For the common man we have to ensure the same level of robustness as far as safety is concerned even if the underlying science is different. Every reactor system has a specific dynamics of steady state, transient and accidental.

Those scenarios are discussed between the designers and utility and then the regulatory boards.

Many times the regulators ask us to do more calculations and modelling or experiments. The EPR is an evolutionary reactor, where they have built 1,000 MW and now they are going for 1650 MW. Fast reactors have been built in France, Russia etc we have studied their experience and have also studied various scenarios, seismic qualifications, thin structures etc.

We have ensured that these reactors are comparable to water reactors. We have barriers and margins. There are multi barriers and there are margins at each barrier, then the damage at each barrier in the case of accident becomes less and less.

Even in the extreme case of core meltdown, where will it go, will it go critical, how much will leak out etc — even those issues are studied.

‘We can satisfactorily answer to the last citizen’.

In the case of EPR some anxiety is there because of the size of the Jaitapur project. For example, we are building 2×1000 MW in Koodankulam but nowhere in the world are there10,000 MW nuclear islands, so how do you assure the public that the environmental impact or sea temperature rise would be tolerable?
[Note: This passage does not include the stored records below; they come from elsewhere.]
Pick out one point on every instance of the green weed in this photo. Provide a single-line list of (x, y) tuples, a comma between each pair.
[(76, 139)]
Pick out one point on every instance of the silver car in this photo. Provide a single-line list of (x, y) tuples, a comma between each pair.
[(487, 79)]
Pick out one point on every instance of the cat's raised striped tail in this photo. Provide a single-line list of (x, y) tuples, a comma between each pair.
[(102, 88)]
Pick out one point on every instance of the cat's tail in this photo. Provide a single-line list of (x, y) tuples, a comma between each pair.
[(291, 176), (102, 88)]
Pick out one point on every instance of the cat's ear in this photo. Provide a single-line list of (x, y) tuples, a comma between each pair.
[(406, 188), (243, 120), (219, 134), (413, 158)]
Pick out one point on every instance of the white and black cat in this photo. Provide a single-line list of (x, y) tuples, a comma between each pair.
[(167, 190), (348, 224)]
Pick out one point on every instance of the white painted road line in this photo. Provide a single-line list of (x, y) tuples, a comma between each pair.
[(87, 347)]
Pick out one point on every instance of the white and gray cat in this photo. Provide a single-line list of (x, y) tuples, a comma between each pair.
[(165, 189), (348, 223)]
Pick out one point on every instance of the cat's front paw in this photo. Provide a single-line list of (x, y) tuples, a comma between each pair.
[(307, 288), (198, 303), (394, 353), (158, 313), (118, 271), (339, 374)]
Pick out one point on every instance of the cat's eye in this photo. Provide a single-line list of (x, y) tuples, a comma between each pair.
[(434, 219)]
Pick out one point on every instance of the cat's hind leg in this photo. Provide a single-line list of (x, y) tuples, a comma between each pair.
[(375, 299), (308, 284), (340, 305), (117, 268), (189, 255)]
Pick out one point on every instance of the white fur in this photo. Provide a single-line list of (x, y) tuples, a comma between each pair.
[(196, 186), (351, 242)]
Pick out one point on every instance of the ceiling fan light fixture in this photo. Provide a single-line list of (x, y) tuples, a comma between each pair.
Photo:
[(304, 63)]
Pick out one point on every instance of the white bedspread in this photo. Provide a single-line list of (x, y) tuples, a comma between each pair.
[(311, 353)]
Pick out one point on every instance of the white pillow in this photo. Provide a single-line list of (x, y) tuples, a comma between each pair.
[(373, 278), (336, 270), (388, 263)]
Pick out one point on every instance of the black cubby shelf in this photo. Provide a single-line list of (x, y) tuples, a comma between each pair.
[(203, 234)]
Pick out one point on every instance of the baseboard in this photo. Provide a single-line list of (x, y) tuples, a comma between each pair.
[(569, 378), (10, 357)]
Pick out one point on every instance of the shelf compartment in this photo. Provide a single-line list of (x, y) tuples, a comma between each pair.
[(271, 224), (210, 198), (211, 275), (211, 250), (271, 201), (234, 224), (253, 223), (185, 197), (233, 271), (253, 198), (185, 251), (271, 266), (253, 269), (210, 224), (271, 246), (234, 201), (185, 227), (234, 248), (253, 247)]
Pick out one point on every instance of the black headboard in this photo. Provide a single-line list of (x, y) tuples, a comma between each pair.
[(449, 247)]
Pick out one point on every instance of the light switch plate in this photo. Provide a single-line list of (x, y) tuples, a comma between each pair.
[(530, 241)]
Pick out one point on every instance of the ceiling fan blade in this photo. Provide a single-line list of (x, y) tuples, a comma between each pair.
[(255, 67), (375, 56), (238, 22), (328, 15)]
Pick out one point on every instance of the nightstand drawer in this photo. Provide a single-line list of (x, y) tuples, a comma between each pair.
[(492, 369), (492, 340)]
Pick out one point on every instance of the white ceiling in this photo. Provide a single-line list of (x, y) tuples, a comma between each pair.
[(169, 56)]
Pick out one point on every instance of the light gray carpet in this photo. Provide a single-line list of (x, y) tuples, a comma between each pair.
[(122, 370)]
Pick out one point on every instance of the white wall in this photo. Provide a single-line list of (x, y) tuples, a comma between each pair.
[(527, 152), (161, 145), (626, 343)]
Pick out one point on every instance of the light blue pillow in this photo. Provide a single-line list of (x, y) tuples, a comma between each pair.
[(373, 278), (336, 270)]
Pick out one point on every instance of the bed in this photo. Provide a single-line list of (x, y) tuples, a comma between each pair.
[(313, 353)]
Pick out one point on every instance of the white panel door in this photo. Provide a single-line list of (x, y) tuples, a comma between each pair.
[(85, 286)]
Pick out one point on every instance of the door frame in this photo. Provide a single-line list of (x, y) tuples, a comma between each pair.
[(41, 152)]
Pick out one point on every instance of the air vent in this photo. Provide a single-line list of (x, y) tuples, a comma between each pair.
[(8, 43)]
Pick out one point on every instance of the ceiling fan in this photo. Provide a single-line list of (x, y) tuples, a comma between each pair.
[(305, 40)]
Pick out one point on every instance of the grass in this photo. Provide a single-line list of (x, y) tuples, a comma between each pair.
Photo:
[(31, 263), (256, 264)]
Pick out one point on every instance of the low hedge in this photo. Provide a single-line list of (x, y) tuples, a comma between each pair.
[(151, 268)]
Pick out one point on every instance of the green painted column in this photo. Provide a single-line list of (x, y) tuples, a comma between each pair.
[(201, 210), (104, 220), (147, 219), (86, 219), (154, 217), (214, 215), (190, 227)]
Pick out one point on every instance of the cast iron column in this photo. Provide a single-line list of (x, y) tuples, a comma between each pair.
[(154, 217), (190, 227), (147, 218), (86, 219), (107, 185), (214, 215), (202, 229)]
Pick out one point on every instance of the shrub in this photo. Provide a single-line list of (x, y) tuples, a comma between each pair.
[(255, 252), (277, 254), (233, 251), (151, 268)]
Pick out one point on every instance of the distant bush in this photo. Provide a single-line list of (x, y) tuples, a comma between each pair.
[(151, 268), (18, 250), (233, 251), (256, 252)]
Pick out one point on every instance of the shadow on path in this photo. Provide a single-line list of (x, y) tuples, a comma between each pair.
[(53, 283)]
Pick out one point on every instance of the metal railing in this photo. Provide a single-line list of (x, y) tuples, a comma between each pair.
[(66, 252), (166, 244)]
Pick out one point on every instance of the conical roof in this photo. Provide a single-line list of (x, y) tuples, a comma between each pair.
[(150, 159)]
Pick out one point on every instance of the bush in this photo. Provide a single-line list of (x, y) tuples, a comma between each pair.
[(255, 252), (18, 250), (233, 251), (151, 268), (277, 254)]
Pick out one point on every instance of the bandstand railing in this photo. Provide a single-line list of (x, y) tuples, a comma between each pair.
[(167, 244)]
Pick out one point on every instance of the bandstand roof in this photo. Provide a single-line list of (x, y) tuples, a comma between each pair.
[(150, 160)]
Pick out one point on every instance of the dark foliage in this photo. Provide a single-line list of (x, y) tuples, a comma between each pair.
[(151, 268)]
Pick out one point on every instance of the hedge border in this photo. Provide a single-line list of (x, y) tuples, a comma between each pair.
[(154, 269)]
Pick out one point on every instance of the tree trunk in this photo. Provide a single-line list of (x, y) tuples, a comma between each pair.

There are internationally accepted scientific environmental impact studies and modelling. That is not a problem, so is the sea temperature issue.

Radiation hazard-related issues are no longer being raised in nuclear projects. Nowadays it is all about land acquisition policy and the possible effect on marine life due to sea temperature rise.

Land acquisition is not a science issue but others can be satisfactorily answered even to the last citizen of the nation, because livelihood is involved and climate change issues are involved. Land acquisition is a political question, which has to be sorted out in a democratic way.

In FBR, is fuelling on a campaign mode or continuous?

It will be in a campaign mode unlike the PHWRs (pressurised heavy water reactors) where it is continuous. We have designed and validated our fuel elements for 100,000 MWday/tonne burn rate, but in the future we aim to design and validate for 200,000 MWday/tonne. Then we will change the cladding material, wrapper material and go for advanced materials.

How long will your initial load of 10 tonnes of fuel last?

Two years at 100,000 MW/day.

Just to compare, how much does the VVER in Koodankulam or EPR yield?

They yield 75,000 MWday/tonne. The advantage is the life of the fuel element is only two years. So I can put my new advanced fuel with higher burn rate right in this reactor after two years.

Author’s note: India is already at the cutting edge in research publication in fast breeders and thorium reactors. We look forward to the commissioning this landmark reactor. Wish you all the best.

Soon the fast breeder at Kalpakkam will go online, taking us to the very cutting edge. It is to be noticed that our scientists achieved all this on humble government salaries, whereas surely these brilliant engineers and scientists would have made millions of dollars in the greener pastures of Silicon Valley, as many others, whose success we toast, did!